Appunti di viaggio e
quaderno di note come questo Nella terra di Don Chisciotte girato in Spagna
parallelamente al Don Chisciotte - The movie che non finì mai. Tutto il lavoro di Welles
intorno al personagio di Cervantes, in realtà, consta di un’enorme massa di appunti in
forma di immagini, spesso senza suono, in parte montate o premontate. Un giorno
qualcuno si dovrà decidere a metterle in ordine (senza fare gli errori di Jesus Franco, che
nella sua versione del film ha mescolato il 35mm inedito e il 16mm del documentario tv
in una pletorica e arbitraria confusione).
Orson Welles aspirava alla filologia e
all’edizione critica, come dimostra la sua ultima opera filmata, Filming Othello.

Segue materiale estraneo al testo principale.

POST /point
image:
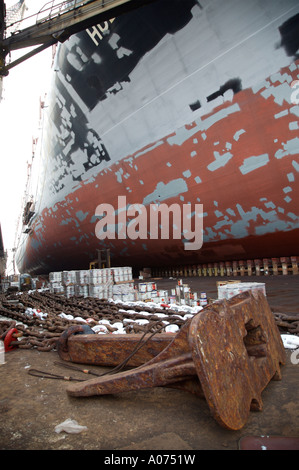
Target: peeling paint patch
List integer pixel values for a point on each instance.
(281, 114)
(253, 163)
(238, 133)
(291, 147)
(220, 161)
(295, 165)
(81, 215)
(165, 191)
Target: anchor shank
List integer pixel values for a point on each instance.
(156, 374)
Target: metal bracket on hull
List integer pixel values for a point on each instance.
(228, 352)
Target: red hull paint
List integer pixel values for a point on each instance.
(244, 206)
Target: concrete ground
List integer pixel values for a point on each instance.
(152, 419)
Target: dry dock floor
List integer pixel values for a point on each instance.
(152, 419)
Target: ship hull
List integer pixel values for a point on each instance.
(160, 122)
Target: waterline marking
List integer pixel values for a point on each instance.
(137, 221)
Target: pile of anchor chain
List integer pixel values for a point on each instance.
(43, 333)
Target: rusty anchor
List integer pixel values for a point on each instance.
(227, 353)
(79, 344)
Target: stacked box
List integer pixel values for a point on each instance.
(124, 292)
(122, 274)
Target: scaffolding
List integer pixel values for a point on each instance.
(55, 22)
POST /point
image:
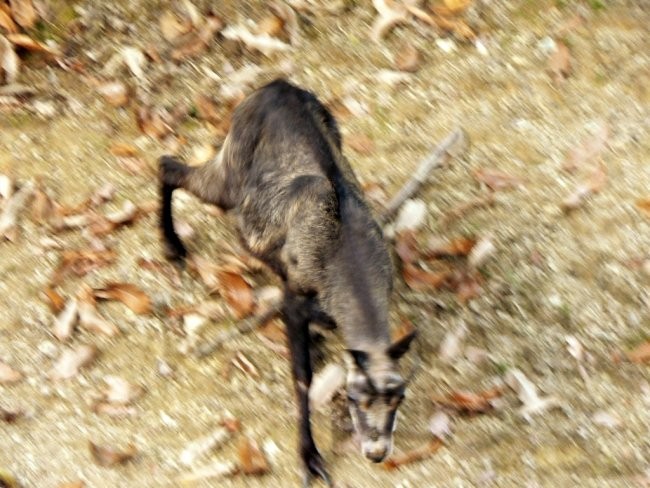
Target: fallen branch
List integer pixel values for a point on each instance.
(453, 144)
(243, 327)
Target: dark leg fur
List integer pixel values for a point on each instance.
(297, 313)
(172, 176)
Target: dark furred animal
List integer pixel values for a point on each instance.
(299, 209)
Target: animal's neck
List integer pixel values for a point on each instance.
(357, 284)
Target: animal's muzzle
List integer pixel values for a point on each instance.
(376, 451)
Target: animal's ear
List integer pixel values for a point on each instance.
(398, 348)
(360, 358)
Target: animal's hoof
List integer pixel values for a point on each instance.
(175, 252)
(315, 467)
(172, 171)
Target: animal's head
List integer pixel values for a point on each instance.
(375, 390)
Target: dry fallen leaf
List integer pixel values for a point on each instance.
(390, 15)
(120, 391)
(263, 43)
(109, 456)
(8, 374)
(172, 27)
(497, 180)
(213, 471)
(466, 403)
(81, 262)
(427, 450)
(54, 300)
(195, 42)
(237, 292)
(527, 392)
(481, 252)
(64, 322)
(23, 13)
(199, 447)
(437, 248)
(406, 247)
(11, 211)
(7, 23)
(418, 279)
(325, 385)
(640, 354)
(9, 417)
(644, 205)
(127, 293)
(407, 58)
(251, 458)
(23, 41)
(9, 62)
(559, 63)
(89, 317)
(440, 425)
(71, 360)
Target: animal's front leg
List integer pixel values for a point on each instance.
(296, 312)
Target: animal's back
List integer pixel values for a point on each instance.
(284, 147)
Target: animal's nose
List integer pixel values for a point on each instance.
(375, 451)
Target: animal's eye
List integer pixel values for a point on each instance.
(395, 401)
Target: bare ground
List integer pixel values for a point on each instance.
(580, 281)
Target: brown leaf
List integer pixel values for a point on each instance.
(361, 143)
(127, 293)
(72, 484)
(497, 180)
(207, 109)
(9, 416)
(460, 246)
(423, 452)
(643, 204)
(54, 300)
(8, 374)
(559, 63)
(109, 456)
(9, 62)
(418, 279)
(640, 354)
(251, 458)
(407, 58)
(194, 43)
(25, 42)
(81, 262)
(89, 316)
(23, 13)
(467, 286)
(7, 23)
(457, 6)
(114, 92)
(466, 403)
(406, 247)
(154, 122)
(237, 292)
(71, 361)
(272, 26)
(120, 391)
(172, 27)
(64, 322)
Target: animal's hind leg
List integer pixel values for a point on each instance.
(207, 182)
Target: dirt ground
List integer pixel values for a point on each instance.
(553, 274)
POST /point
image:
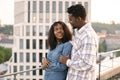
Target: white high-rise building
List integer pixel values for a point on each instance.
(33, 19)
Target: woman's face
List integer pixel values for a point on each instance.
(58, 32)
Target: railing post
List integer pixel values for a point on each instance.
(15, 76)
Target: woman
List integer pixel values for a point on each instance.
(58, 40)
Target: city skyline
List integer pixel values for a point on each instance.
(104, 11)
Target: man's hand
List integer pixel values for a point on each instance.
(45, 63)
(63, 59)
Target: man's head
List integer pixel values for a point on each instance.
(77, 15)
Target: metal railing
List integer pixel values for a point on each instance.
(109, 53)
(15, 74)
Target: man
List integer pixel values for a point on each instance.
(82, 63)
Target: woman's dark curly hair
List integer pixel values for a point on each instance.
(77, 11)
(52, 42)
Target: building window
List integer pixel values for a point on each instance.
(34, 6)
(46, 44)
(27, 57)
(34, 43)
(40, 30)
(21, 44)
(27, 30)
(60, 10)
(34, 57)
(40, 72)
(66, 15)
(28, 11)
(47, 6)
(27, 44)
(15, 57)
(73, 3)
(79, 2)
(40, 44)
(40, 57)
(21, 57)
(34, 12)
(34, 30)
(40, 11)
(27, 68)
(21, 69)
(60, 6)
(47, 11)
(47, 30)
(86, 7)
(53, 7)
(34, 72)
(14, 68)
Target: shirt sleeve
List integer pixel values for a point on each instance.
(85, 57)
(57, 66)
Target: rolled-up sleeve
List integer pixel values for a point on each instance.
(85, 57)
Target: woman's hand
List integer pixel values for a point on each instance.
(45, 63)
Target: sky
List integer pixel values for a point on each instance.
(103, 11)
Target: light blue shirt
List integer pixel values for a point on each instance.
(57, 71)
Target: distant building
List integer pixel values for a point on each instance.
(32, 22)
(111, 41)
(7, 43)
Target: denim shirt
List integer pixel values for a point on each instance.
(56, 70)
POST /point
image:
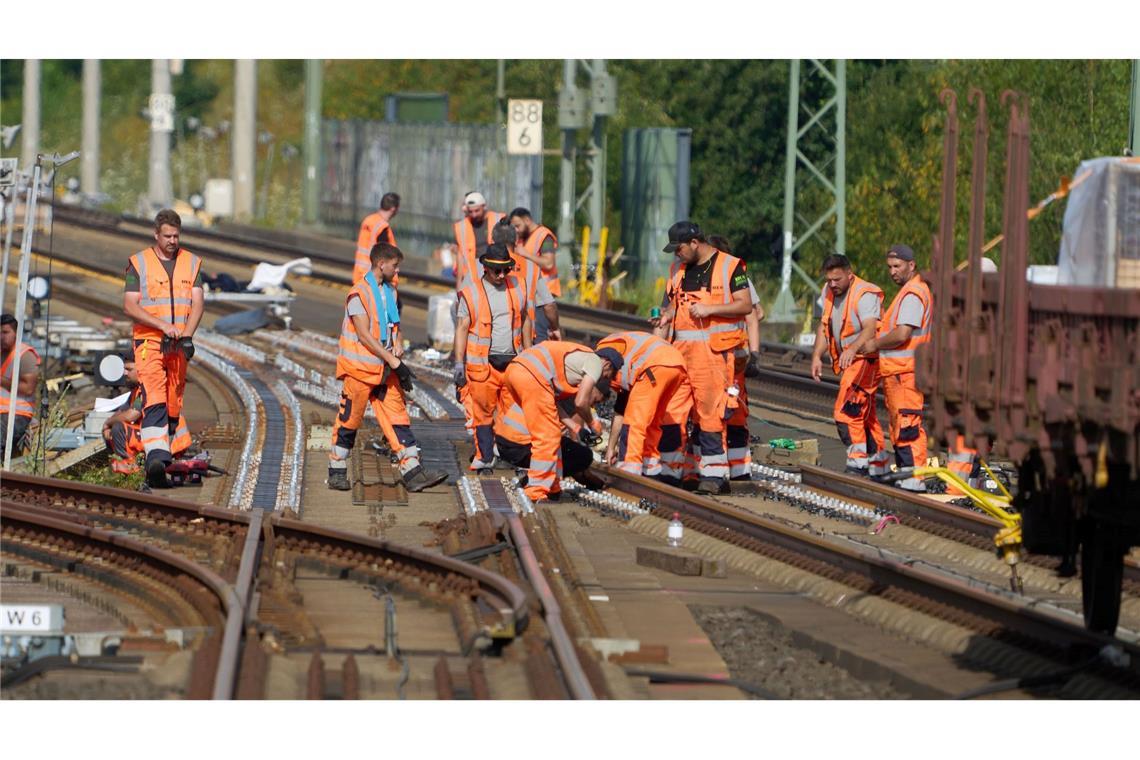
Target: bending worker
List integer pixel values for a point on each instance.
(163, 296)
(905, 326)
(650, 414)
(851, 316)
(372, 370)
(375, 228)
(22, 361)
(708, 301)
(493, 328)
(536, 380)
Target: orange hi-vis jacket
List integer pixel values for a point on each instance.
(721, 333)
(901, 358)
(465, 238)
(479, 334)
(640, 351)
(371, 229)
(162, 297)
(24, 403)
(532, 245)
(546, 361)
(852, 325)
(353, 358)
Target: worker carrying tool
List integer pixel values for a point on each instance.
(375, 228)
(708, 300)
(493, 328)
(21, 362)
(372, 370)
(851, 317)
(163, 296)
(905, 326)
(122, 430)
(472, 235)
(536, 380)
(652, 408)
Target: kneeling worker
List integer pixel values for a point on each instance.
(650, 414)
(371, 368)
(536, 380)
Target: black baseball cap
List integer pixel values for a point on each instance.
(682, 233)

negli archivi RAI avevamo ritrovato il negativo 16mm, una colonna suono fatta di
musiche e rumori (entrambi montati dall’autore) e una colonna speaker in italiano che
parafrasava con ridondanza il visivo, secondo le abitudini televisive dell’epoca. Ci siamo
limitati a sforbiciare abbondantemente questa inutile voce-off lasciando solo le
informazioni essenziali in modo che immagini e suoni parlassero da soli (un’operazione
arbitraria? comunque in RAI esiste ancora la versione trasmessa nel 1962), a corredarla
di alcune presentazioni e di una intervista al montatore Roberto perpignani che, allora
giovanissimo, aveva assistito Orson Welles nel montaggio. Un montaggio, peraltro,
davvero straordinario, davvero il momento più creativo di Nella terra di Don Chisciotte.
(Marco Melani)
"Se anche i film finiti di Welles sono provvisori e cambiano di copia in copia di paese in
paese di censura in censura (come tutti i film, ma Welles ci permette per sempre di
dirlo), quasi logicamente i frammenti, i ripensamenti, gli abbozzi e i resti wellesiani, il
non-finito per definizione, sembrano invece da anni cristallizzarsi, monumentalizzarsi,
riproposti in modo insieme identico e clandestino da festival e convegni grandi e piccoli.
Per il cineasta che ha lasciato la più evidente delle 'code di cometa' ci è parso allora
giusto proporre alcuni reperti, assolutizzando un provino muto o la 'sua' voce che esce
da una schiena solo intravista, facendo vedere grande , per una sera, ciò che a volte è
ormai patrimonio di cassette più o meno degradate amate rubate in giro per il mondo in
attesa di improbabili e non si sa quanto auspicabili 'montaggi finali'.
E in sala, al buio, per la vostra/nostra moviola mentale, ore di riprese, di prove, di ciak
(da Don Chisciotte), con le quali Welles ci manda a dire che - se il last cut è quello del
proiezionista - il first cut è o potrà essere un giorno quello dello spettatore.